Recenzje - Blues dla Majki
Majka byłaby zadowolona
Jacek Herzberg znów mnie miło zaskoczył. Ten najbardziej pracowity bydgoski bluesman (ostatnio, kiedy nazwałem go "bydgoskim matuzalemem bluesowym" bardzo się obruszył) i jego grupa Green Grass wydali ostatnio krążek Blues dla Majki. To zapis koncertu w studio Radia PiK w Bydgoszczy. I choć bez oklasków, to słychać atmosferę grania na żywo.
Bardzo dobrym posunięciem było zaproszenie Wacka Węgrzyna do wyśpiewania tekstów napisanych do płyty. Jego nieco niechlujny sposób artykulacji doskonale wpasowuje się w konwencję takiego grania.
Drugim gościnnym puzzlem układanki jest muzyk jazzowy. I to nie byle jaki, bo Andrzej Przybielski. A jego wstępy do kawałków Niebieska nadzieja i Pociąg widmo na pewno przejdą do historii zachrypniętej wokalistyki. W tym drugim numerze improwiza Przybielskiego kładzie na łopatki. To zresztą najbardziej sugestywnie zagrany utwór, scalający się z doskonałym tekstem Wieśka Sikorskiego.
A kolega Herzberg i jego ferajna jak zawsze - na dobrym poziomie. I powiem szczerze, że obecny skład Green Grass pasuje mi jak żaden poprzedni. Może dlatego, że kapela Jacka oddaliła się od klimatów Muddy'ego Waters'a. Nie żebym nie lubił Waters'a ;-). Po prostu podoba mi się mariaż bluesa, funky i jazzu. Nawet gitarowe slide'y Darka Głowacza, choć w źródle typowo bluesowe, bo z delty, brzmią na tym tle inaczej. Szczerze uwielbiam takie subiektywne odczucia muzyczne, hehe.

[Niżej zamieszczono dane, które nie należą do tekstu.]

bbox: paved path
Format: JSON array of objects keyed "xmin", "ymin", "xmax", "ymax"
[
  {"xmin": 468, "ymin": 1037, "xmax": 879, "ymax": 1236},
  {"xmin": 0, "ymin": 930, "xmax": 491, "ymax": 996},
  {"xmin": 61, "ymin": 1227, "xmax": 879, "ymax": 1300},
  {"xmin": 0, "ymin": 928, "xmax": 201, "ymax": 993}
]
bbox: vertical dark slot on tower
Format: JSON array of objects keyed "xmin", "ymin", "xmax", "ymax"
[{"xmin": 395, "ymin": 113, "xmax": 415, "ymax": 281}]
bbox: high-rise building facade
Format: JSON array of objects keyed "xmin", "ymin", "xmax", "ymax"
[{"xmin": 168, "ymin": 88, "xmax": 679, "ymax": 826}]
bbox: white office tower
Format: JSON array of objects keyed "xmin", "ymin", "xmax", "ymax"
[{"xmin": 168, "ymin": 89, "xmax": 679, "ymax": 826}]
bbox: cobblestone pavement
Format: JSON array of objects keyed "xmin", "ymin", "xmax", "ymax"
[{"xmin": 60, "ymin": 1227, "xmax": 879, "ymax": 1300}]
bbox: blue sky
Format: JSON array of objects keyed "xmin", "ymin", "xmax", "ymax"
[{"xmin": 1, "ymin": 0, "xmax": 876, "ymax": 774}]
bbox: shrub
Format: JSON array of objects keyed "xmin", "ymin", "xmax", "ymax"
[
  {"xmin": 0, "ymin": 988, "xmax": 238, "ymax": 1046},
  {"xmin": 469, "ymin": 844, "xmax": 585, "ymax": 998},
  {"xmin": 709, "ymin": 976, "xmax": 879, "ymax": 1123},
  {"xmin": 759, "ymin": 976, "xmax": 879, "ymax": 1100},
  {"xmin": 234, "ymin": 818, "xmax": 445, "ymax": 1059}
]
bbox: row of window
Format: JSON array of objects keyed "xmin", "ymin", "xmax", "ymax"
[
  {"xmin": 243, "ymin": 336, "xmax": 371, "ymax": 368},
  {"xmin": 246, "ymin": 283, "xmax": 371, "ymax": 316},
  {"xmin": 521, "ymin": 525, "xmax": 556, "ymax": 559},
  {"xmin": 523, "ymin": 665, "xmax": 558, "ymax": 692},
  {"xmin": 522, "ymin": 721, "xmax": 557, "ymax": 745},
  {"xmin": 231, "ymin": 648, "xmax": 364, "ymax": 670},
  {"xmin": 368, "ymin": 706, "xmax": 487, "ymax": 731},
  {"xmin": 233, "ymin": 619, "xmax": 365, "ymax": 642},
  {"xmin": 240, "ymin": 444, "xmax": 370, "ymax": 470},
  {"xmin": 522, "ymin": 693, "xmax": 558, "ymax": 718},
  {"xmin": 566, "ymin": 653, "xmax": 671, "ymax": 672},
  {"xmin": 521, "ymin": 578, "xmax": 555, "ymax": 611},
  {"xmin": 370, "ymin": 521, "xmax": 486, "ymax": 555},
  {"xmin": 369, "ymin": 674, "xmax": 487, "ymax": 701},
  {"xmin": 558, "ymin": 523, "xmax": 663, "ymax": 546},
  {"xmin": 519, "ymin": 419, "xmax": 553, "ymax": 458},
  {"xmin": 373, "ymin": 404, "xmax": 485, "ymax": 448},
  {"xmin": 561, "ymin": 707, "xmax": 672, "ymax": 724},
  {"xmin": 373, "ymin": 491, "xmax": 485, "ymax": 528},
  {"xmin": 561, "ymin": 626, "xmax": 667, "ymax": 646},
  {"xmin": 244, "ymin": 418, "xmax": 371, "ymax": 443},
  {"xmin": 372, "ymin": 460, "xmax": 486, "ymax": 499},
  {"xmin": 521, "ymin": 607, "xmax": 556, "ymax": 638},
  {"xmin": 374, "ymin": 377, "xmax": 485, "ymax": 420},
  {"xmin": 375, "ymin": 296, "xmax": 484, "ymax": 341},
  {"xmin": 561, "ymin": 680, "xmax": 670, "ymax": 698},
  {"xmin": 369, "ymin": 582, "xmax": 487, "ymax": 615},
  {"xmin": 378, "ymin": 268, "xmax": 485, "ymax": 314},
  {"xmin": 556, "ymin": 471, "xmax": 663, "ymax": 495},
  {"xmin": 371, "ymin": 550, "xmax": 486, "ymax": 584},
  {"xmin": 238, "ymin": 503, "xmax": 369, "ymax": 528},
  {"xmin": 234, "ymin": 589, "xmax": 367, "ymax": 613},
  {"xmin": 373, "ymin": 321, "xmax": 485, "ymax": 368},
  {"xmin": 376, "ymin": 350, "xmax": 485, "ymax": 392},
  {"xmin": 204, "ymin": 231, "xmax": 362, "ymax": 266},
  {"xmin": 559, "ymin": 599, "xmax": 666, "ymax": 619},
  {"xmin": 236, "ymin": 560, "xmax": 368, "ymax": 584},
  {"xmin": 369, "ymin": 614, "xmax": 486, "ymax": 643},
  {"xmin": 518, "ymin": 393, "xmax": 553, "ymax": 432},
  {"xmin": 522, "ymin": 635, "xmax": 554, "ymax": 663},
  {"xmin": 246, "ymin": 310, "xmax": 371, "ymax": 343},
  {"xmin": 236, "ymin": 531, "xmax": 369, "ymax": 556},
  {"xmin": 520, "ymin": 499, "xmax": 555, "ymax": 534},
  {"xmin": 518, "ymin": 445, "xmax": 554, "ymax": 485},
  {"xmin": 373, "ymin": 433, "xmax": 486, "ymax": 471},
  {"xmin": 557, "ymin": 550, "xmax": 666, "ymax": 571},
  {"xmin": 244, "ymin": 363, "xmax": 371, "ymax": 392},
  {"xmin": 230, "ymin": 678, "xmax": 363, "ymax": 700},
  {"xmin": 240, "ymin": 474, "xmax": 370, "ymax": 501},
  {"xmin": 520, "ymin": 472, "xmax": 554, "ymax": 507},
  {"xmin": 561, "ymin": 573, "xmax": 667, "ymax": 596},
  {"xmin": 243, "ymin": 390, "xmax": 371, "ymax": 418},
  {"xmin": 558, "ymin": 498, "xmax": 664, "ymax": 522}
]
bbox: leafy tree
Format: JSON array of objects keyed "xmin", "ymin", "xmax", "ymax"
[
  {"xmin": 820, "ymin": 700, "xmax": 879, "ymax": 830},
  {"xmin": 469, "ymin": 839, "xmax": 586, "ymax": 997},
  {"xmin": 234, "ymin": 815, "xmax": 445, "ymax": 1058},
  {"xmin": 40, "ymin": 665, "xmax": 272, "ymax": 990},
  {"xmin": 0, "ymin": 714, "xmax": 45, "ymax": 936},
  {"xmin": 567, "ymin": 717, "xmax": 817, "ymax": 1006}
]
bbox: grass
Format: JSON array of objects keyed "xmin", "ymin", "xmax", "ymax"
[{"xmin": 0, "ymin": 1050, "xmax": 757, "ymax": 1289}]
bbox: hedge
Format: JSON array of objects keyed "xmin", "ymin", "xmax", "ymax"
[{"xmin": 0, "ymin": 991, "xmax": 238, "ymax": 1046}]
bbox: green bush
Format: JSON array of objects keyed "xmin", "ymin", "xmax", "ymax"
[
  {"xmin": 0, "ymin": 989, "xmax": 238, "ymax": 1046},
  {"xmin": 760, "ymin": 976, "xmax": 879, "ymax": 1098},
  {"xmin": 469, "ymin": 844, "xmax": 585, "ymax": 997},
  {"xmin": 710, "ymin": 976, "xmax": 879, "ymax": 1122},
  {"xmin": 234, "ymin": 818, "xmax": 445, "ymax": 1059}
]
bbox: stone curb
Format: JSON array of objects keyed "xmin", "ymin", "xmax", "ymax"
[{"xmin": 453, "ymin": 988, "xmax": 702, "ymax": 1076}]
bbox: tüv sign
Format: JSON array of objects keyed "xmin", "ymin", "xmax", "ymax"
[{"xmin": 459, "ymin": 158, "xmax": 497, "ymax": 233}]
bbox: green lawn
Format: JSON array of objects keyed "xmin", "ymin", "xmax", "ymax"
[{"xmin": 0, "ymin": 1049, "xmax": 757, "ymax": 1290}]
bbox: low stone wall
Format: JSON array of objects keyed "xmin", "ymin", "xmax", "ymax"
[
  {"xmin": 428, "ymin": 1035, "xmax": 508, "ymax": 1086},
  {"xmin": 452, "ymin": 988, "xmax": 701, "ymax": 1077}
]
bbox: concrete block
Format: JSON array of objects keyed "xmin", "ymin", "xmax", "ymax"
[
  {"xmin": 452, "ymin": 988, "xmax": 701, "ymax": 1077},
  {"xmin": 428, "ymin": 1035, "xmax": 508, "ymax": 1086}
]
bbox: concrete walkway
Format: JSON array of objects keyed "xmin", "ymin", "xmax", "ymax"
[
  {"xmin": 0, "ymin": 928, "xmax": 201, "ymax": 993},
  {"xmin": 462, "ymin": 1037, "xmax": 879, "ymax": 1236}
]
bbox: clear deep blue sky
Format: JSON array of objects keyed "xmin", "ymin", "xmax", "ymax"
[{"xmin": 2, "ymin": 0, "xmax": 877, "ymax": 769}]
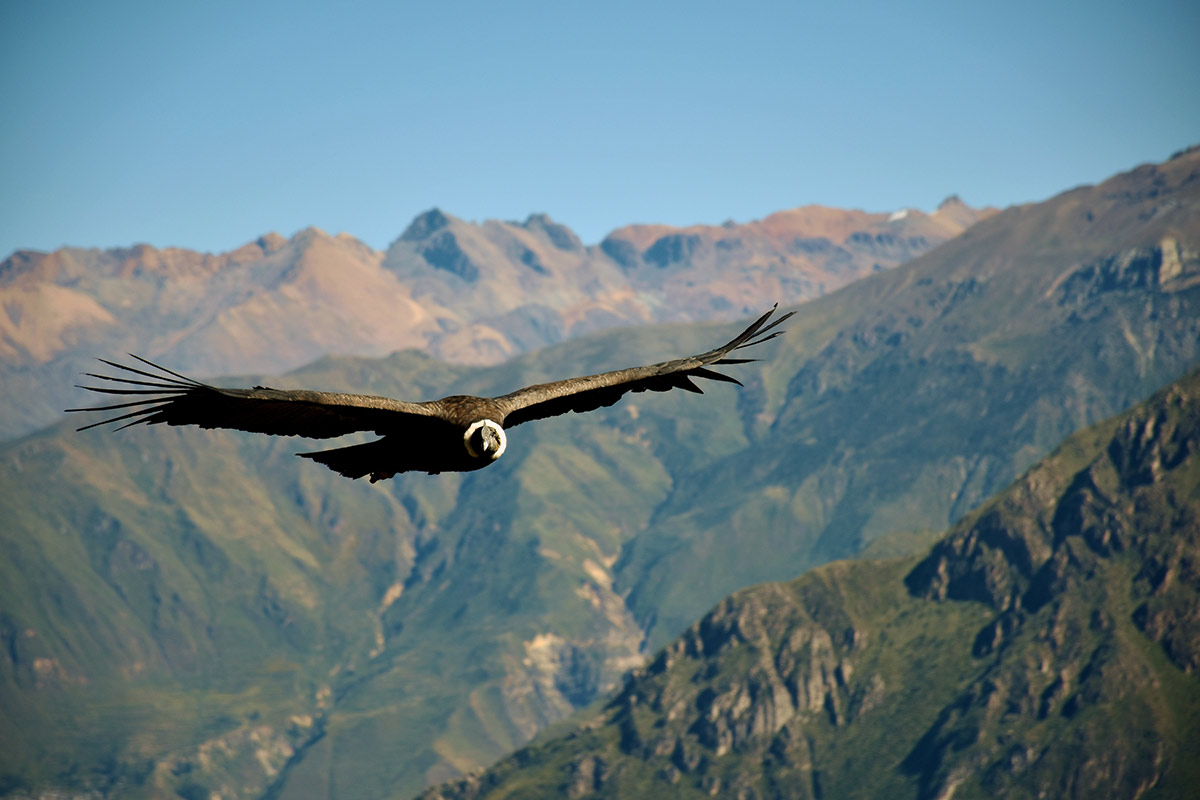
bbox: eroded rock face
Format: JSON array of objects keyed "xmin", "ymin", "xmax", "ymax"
[
  {"xmin": 905, "ymin": 503, "xmax": 1053, "ymax": 611},
  {"xmin": 1056, "ymin": 239, "xmax": 1200, "ymax": 306},
  {"xmin": 607, "ymin": 582, "xmax": 874, "ymax": 775}
]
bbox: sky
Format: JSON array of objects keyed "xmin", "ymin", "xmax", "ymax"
[{"xmin": 2, "ymin": 0, "xmax": 1198, "ymax": 258}]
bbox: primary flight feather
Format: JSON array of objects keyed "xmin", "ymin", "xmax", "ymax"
[{"xmin": 69, "ymin": 306, "xmax": 792, "ymax": 482}]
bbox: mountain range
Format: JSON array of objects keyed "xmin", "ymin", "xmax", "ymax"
[
  {"xmin": 0, "ymin": 199, "xmax": 990, "ymax": 440},
  {"xmin": 0, "ymin": 148, "xmax": 1197, "ymax": 799},
  {"xmin": 420, "ymin": 361, "xmax": 1200, "ymax": 800}
]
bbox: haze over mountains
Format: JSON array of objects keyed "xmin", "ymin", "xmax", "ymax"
[
  {"xmin": 1, "ymin": 148, "xmax": 1198, "ymax": 799},
  {"xmin": 0, "ymin": 198, "xmax": 990, "ymax": 440}
]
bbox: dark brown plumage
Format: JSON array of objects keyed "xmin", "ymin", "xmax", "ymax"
[{"xmin": 69, "ymin": 306, "xmax": 792, "ymax": 481}]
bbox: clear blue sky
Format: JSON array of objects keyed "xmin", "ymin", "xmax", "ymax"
[{"xmin": 2, "ymin": 0, "xmax": 1197, "ymax": 258}]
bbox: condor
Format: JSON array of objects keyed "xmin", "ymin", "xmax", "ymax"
[{"xmin": 70, "ymin": 307, "xmax": 791, "ymax": 482}]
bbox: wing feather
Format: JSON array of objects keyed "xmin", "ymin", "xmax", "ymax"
[
  {"xmin": 68, "ymin": 357, "xmax": 448, "ymax": 439},
  {"xmin": 497, "ymin": 305, "xmax": 792, "ymax": 427}
]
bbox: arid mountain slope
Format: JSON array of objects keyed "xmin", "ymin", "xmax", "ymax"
[{"xmin": 0, "ymin": 200, "xmax": 989, "ymax": 439}]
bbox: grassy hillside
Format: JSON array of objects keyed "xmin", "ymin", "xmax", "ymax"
[{"xmin": 420, "ymin": 367, "xmax": 1200, "ymax": 800}]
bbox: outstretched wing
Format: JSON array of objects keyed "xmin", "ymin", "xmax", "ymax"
[
  {"xmin": 67, "ymin": 356, "xmax": 448, "ymax": 439},
  {"xmin": 496, "ymin": 305, "xmax": 792, "ymax": 428}
]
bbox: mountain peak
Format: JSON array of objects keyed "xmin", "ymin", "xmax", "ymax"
[
  {"xmin": 522, "ymin": 212, "xmax": 554, "ymax": 227},
  {"xmin": 400, "ymin": 208, "xmax": 455, "ymax": 242},
  {"xmin": 936, "ymin": 194, "xmax": 965, "ymax": 210},
  {"xmin": 520, "ymin": 213, "xmax": 583, "ymax": 251},
  {"xmin": 288, "ymin": 226, "xmax": 332, "ymax": 246},
  {"xmin": 0, "ymin": 249, "xmax": 48, "ymax": 286},
  {"xmin": 256, "ymin": 232, "xmax": 287, "ymax": 252}
]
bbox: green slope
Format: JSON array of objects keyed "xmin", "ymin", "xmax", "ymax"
[
  {"xmin": 1, "ymin": 149, "xmax": 1199, "ymax": 799},
  {"xmin": 0, "ymin": 351, "xmax": 470, "ymax": 797},
  {"xmin": 419, "ymin": 367, "xmax": 1200, "ymax": 800},
  {"xmin": 613, "ymin": 148, "xmax": 1200, "ymax": 646}
]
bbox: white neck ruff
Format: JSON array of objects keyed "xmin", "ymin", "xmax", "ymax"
[{"xmin": 463, "ymin": 419, "xmax": 507, "ymax": 459}]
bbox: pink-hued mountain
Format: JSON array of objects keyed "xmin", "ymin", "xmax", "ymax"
[{"xmin": 0, "ymin": 199, "xmax": 993, "ymax": 438}]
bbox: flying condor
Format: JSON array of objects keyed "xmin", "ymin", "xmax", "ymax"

Kilka słów o tekstach na płytę. Wspomniałem już o Wieśku Sikorskim, ale tzw. warstwa jest także dziełem Kasi Chrzan, Tadeusza Boguckiego, Roberta Głuszczyka i pomysłodawcy płyty - Zbyszka Szulkowskiego. To on kiedyś podrzucił Jackowi Herzbergowi wiersz o Marii Jurkowskiej - Majce, zmarłej w 1991 roku dziennikarce radiowej, wielkiej propagatorce bluesa i jazzu w Polsce. A z ostatniej płyty ekipy z Bydgoszczy Majka na pewno byłaby zadowolona.
Maciej Myga, Gazeta Pomorska, 23.03.2007
Zdzisław Pająk o płycie Blues dla Majki
"Zagrać każdy może" - tak nazwałem koncerty, które odbywać się zaczęły na przełomie XX i XXI wieku, w studiu muzycznym Rozgłośni Polskiego Radia "PiK" w Bydgoszczy, z różną regularnością i w różne dni tygodnia. Ich emisja zaczęła się w połowie lat 90-ch, od koncertów cotygodniowych w ogródku na zapleczu budynku radia przy ulicy Gdańskiej.
Na bazie tych doświadczeń zrodziła się propozycja skierowana z jednej strony do publiczności i słuchaczy, z drugiej zaś do zespołów i solistów, tworzących i wykonujących różnego rodzaju muzykę - od bluesa i jazzu, poprzez rocka (z jego odmianami takimi jak prog-rock, hard czy heavy-rock) poprzez folk, reggae i pop-music po nowoczesne odmiany muzyki rozrywkowej, takie jak electro-pop czy hip-hop.
Przez kilka lat przez studio "PiK-a" przewinęło się kilkudziesięciu wykonawców - z regionu kujawsko-pomorskiego, z Polski, a nawet z zagranicy; czystych "amatorów" oraz takich, którzy poszli w "zawodowstwo". Niektóre koncerty pozostały tylko w pamięci widzów (Coma, Pustki, Belgrad, Abraxas, Roan, Von Zeit, European Folk Blues), po niektórych pozostał zapis na płycie kompaktowej (Nocna Zmiana Bluesa, Banaszak & The Best, Michał Cielak & Friends, Szulerzy). Jedni zagrali tylko raz, a koncert w studiu starczył im do nagrania materiału "demo", z którym później starali się "pójść" w świat (A-tomy, Campanella, Daydream, MGM, Boogie Boys). Inni co jakiś czas powracali do studia z wciąż nowymi propozycjami, którymi dowodzili, że cały czas poszukują nowej drogi, że to co osiągnęli dotąd, wciąż im nie wystarcza do pokazania siebie.
Do tych, którzy w bydgoskim studiu radiowym zagrali kilka razy, a koncerty oceniali bardzo przychylnie radiowi słuchacze, należy bydgoski zespół Green Grass. Kojarzony na początku drogi artystycznej z bluesem tzw. "chicagowskim", zespół ten od lat poszukuje własnej artystycznej drogi i to zarówno poprzez zmiany składu osobowego oraz instrumentalnego, jak też poprzez poszukiwania muzyczne, często wykraczające poza obszar elektrycznego bluesa, korzystając zaś z doświadczeń muzyków rockowych czy jazzowych (jak w przypadku utrwalonym na tejże płycie - z trąbki wiecznie poszukującego Andrzeja Przybielskiego, czy wokalnych improwizacji Wacka Węgrzyna, odwołującego się do atmosfery nagrań Jima Morrisona) nigdy nie zatrzymał się, zawsze "był w drodze". I - jak sądzę - w dalszym ciągu będzie. I pewnie, nieraz do radiowego studia wróci, by w kolejnym koncercie przed radiową publicznością, przedstawić swoje nowe propozycje artystyczne.